We learn to love in his work the tranquil continuity of an effort that is, at every moment, palpable. Already in his earliest works we can see the undeniable painterly quality that will later be affirmed, the same natural gifts are there in such and such a landscape or portrait from another time. In them we feel that love of life that owes nothing to any education out of books but which, in him, is vibrant and spontaneous. He delivers himself up, giving himself completely to the joy of painting, to the victorious effort that gains mastery over the sensation of the moment to fix it and to reveal it. But, little by little, this effort becomes more intense [tendu], the part assigned to the unconscious more and more restrained.

One of the first members of that young school that took the idiots so much by surprise and provoked so much sarcasm and anger, he has been able to derive artistic results from conceptions that were purely theoretical and, for the most part, foreign to painting. (1) His clear good sense prevents him from pushing to extremes the logical - too logical - consequences of minds more drawn to the charms of causing astonishment than willing to produce. As little a writer as he is a mathematician, he intends to remain a painter.

(1) This may be read in conjunction with Princet's dismissive remark on 'the Cubists' in his letter to Delaunay quoted in the Introduction. It seems to me to refer to the theoretical concerns of Metzinger which Delaunay, as Metzinger's friend, may well have shared. 

Of this his latest sketches and his landscapes provide the eloquent proof. His sensibility has not - as some might have feared - been destroyed by his researches in the technical domain. It has, on the contrary, been purified, refined, enlarged without losing anything of its initial freshness.

Passionately taken with modernity - yet not professing with regard to the Louvre and the museums the subversive opinions of the Futurists - he has for a long time chosen the Eiffel Tower as the subject of his studies; his instinct told him, independently of any intellectual reflection [raisonnement] that that was where the explanation of our architectural future could be found.

This mass of steel at first sight seems formless and ridiculous, born by chance from the childish fantasy of an engineer who knows nothing of the harmony of things. Only a few years ago, one night in Montmartre, a young poet pointed to it with the gesture of a market trader crying 'My latest toy, the latest invention of the year.' (2)

(2) This remark is defended in an article in Paris Journal (6/3/1912) by André Salmon, which rather suggests that he might have been the young poet in question (Rousseau et al: Robert Delaunay, 1906-1914, p.243)

But despite appearances, the Eiffel Tower is not after all a childish or ridiculous plaything. We concede that it is planted there with nothing to justify it and that initially its lack of harmony is disappointing. But we must look at it more attentively. The grace of its curves, the strange smoothness of its lines, gives it a real beauty.

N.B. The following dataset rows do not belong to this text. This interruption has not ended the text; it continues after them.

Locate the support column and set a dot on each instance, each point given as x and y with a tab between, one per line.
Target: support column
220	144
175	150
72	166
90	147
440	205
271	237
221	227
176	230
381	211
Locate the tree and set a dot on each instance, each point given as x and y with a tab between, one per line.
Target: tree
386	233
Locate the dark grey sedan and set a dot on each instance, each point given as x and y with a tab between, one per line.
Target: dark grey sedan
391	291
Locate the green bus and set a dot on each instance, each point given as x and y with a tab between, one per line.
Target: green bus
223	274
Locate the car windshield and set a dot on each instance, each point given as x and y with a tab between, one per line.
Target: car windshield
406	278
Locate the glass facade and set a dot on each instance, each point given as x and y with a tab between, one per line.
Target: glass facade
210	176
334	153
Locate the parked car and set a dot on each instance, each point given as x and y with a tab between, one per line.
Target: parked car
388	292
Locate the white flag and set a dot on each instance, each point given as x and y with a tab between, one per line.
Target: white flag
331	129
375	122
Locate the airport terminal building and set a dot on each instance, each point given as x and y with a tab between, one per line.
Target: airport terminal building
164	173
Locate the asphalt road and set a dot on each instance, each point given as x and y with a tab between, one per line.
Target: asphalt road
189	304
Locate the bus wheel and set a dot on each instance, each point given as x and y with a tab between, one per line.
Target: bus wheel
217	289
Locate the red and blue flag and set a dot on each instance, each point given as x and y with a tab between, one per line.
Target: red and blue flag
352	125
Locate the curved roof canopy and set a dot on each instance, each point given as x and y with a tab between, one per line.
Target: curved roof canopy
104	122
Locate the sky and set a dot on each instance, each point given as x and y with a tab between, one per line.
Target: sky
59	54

This is nothing more than the necessary consequence of algebraic formulae, of abstract calculations on the resistances of materials. It is to abstractions of this sort that we owe also that marvel of grace, supple and solid, the Pont Alexandre.

Moreover this can surprise only those who know nothing of architecture which has always been the material realisation of the mathematical researches of the age.

Without knowing anything of such things, Delaunay has been able to derive them out of what he is able to read in lines, forms and colours; his choice has been dictated by a happy intuition.

It is not our business to search out what there is in him that should be admired. Each eye and each vision will adapt [modifient] the quality of the sensations that they receive. We have wanted simply to indicate the effort he has undertaken; it is up to sincere minds to say whether or not this effort has been useful.